Он приложил обе ладони к гладкому камню — дверь поддалась с едва внятным потрескиванием: после памятного "прорыва" юного Поттера и компании в недра Отдела Тайн меры безопасности были усилены. Сегодня ни один волшебник, не обладающий соответствующим уровнем допуска, будь он хоть сам Министр, не смог бы даже свернуть в коридор, ведущий ко входу в Цитадель тайн магического мира. Зал с вращающимися дверями так и существовал до сих пор в неизменном виде — непосвященному, не различающему едва уловимой вибрации чар, арки входов представлялись идентичными. Эштон толкнул ближайшую к нему дверь — и оказался в просторном сводчатом помещении. На первый взгляд здесь не было ничего примечательного — почти пусто, только там, впереди, за колоннами возвышался массивный каменный постамент. Укрепленные под самым потолком шарики на длинных цепочках покачивались, словно колеблемые невидимым ветром, однако сегодня ночью они явно увеличили свою амплитуду. Что ж, это неудивительно — когда над крышами проносится Дикая Охота, чувствительные к любому проявлению волшебства приборы просто не могут не зафиксировать подобного выплеска силы. Зал Магии: мистеру Бёрду достаточно было провести здесь всего несколько минут — и он с почти стопроцентной точностью мог сказать, насколько спокойно сегодня текут потоки силы в их чародейском королевстве. Огромная сфера, установленная на каменной глыбе в центре зала, все годы, что он помнил себя здесь, светилась тусклым желтоватым светом, порой в ее глубине вспыхивали огоньки, но тут же погружались вниз, словно вязли в болоте: Бёрд не шутил, когда объяснял Министру, что магия в их мире неуклонно оскудевает.

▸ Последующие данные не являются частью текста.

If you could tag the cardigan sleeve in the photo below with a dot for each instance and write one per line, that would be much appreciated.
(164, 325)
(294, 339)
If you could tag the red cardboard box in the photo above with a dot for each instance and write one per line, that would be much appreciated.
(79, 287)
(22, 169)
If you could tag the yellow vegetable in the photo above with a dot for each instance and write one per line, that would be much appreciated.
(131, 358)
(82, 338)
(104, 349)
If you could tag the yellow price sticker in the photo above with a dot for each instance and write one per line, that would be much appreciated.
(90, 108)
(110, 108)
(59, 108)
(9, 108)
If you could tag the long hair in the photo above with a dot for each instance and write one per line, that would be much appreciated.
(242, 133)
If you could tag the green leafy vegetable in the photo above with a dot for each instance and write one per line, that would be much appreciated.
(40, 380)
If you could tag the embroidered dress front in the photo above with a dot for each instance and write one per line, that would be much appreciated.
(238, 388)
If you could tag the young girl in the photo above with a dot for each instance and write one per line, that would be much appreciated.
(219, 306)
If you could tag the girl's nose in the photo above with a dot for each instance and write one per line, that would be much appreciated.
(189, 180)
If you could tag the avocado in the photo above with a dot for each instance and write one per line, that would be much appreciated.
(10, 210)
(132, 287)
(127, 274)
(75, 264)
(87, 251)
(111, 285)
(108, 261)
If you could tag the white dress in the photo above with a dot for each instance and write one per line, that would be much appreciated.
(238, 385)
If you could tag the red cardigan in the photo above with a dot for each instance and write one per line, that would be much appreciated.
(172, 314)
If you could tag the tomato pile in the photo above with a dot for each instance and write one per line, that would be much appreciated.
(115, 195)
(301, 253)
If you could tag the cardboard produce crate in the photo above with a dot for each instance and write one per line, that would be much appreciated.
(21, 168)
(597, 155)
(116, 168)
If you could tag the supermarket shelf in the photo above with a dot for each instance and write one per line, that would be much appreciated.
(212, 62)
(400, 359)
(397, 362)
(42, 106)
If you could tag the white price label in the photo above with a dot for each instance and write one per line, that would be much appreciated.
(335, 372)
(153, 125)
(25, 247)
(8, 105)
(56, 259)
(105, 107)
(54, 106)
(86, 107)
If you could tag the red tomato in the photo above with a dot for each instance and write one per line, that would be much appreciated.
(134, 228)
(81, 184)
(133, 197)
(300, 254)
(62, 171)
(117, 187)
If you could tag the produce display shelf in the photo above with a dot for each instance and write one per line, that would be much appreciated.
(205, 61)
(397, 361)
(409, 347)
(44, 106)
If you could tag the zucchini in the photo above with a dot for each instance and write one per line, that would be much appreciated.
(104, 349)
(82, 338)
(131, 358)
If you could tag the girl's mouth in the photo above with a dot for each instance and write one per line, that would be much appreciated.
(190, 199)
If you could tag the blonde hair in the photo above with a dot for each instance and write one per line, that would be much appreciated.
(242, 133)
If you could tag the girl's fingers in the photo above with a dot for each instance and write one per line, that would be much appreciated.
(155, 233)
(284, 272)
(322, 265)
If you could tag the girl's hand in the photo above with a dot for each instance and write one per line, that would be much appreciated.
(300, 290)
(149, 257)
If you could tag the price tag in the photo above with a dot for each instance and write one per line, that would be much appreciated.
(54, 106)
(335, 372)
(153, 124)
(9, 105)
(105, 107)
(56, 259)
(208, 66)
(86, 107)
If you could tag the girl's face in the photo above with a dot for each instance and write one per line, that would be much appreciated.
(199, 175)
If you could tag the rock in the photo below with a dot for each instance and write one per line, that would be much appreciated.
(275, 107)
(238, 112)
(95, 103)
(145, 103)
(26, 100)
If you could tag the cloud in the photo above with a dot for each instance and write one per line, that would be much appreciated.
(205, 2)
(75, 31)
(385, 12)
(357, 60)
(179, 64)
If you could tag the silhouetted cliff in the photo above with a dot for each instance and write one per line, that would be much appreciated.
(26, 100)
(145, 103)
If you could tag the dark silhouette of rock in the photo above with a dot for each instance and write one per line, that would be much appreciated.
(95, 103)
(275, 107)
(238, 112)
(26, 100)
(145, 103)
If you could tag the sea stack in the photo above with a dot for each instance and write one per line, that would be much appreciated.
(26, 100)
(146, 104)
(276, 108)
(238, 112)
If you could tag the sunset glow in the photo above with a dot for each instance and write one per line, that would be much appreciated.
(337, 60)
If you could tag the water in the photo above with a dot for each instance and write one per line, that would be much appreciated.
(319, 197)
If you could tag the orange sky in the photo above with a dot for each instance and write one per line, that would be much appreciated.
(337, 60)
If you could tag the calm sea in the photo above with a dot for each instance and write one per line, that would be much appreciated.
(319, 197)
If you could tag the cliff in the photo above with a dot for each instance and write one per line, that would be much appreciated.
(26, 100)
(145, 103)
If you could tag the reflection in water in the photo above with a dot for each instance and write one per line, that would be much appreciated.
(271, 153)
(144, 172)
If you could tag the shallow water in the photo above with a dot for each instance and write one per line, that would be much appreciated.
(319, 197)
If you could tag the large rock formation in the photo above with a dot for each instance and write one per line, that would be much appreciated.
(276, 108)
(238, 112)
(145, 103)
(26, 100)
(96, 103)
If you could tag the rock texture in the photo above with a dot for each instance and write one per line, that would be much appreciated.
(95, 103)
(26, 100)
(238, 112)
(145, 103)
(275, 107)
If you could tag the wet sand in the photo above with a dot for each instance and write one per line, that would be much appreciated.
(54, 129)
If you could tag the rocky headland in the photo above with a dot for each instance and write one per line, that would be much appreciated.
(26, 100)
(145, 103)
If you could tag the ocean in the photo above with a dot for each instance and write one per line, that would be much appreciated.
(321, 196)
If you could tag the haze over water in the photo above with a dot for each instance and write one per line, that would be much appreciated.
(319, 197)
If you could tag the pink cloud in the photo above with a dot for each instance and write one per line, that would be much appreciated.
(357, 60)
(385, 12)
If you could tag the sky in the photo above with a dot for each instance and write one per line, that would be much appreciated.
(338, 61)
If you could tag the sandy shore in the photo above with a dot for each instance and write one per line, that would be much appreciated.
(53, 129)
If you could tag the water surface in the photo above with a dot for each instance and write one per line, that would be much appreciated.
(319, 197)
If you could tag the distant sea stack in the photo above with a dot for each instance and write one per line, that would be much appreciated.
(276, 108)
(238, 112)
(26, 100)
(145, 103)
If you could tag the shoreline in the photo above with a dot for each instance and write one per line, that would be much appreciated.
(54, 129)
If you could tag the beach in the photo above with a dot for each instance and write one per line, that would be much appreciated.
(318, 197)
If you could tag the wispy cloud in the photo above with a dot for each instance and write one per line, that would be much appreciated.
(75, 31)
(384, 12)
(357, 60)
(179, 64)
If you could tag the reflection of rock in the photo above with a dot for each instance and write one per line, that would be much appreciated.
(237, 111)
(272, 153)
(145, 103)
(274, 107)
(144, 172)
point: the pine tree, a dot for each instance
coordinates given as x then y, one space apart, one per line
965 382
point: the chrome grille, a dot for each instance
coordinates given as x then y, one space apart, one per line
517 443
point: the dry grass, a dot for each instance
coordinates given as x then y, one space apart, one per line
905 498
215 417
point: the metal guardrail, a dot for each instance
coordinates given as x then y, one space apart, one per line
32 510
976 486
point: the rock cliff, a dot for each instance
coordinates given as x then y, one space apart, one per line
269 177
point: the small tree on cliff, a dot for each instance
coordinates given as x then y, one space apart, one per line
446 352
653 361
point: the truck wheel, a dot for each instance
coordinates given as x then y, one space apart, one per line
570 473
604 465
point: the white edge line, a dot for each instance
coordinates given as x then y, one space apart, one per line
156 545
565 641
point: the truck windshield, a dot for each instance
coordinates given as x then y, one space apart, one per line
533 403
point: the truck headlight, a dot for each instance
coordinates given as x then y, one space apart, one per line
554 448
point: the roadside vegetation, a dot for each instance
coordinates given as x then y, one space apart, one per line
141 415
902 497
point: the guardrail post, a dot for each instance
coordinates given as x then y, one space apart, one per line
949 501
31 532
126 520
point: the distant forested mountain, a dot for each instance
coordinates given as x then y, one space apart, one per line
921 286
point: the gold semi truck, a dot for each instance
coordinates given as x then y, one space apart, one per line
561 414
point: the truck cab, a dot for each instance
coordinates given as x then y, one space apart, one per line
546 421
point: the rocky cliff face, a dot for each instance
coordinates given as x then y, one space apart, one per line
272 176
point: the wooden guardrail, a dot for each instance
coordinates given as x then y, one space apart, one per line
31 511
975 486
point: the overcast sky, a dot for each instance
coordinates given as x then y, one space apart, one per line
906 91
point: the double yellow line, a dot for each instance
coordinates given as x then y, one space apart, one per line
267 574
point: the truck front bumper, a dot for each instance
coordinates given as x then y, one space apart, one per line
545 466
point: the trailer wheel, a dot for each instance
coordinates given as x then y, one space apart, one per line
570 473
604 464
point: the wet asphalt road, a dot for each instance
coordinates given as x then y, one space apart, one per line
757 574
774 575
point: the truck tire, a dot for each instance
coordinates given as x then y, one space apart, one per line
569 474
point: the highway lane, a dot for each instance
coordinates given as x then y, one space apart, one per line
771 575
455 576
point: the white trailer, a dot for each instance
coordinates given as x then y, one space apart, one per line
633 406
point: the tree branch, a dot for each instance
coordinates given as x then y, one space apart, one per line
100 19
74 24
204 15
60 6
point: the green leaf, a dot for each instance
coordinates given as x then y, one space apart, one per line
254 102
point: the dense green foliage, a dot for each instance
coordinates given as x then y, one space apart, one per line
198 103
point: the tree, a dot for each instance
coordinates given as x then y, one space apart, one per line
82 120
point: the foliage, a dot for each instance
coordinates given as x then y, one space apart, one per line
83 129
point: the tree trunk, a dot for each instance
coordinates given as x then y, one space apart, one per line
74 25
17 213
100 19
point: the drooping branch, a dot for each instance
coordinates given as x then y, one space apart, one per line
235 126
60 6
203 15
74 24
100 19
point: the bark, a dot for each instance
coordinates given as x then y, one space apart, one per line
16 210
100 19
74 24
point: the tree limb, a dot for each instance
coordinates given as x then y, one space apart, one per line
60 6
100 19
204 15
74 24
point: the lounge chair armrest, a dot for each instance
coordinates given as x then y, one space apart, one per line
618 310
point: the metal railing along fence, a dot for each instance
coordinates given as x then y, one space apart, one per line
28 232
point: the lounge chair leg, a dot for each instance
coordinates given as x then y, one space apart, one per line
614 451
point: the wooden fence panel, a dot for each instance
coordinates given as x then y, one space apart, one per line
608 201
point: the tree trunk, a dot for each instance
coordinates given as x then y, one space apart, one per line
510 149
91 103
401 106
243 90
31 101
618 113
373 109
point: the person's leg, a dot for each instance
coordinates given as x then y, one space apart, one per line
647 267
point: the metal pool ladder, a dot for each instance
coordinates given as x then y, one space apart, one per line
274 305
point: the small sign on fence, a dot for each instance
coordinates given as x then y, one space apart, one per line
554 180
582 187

Но сегодня... Дикая Охота... снегопад, прилетевший на крыльях быстрого морского ветра... Он усмехнулся своим мыслям: завтра, в крайнем случае послезавтра, газеты будут полниться слухами и небылицами, в которых неизбежно потонут голоса тех, кто и вправду что-то видел и знает. Магглы всегда связывали появление Охотников с приближающейся бедой — было бы зловещее знамение, а уж подходящий катаклизм отыщется сам по себе. Где-то разразится ураган, начнется война... да хоть град побьет посевы — и тут же припомнят, что в некой деревне пару лет назад видели летящих по небу Призрачных Всадников. Сегодня и маги не чужды этим суевериям — среди них не осталось ни одного, кто был бы смел и силен настолько, чтобы принять приглашение Охотников прокатиться с ними по ночному небу. В старину считали, это дает счастливчику небывалую силу... Эштон покачал головой: клерки, клерки... честолюбивые стажеры, мечтающие подсидеть друг друга, бдительные авроры... разве им до ночных скачек?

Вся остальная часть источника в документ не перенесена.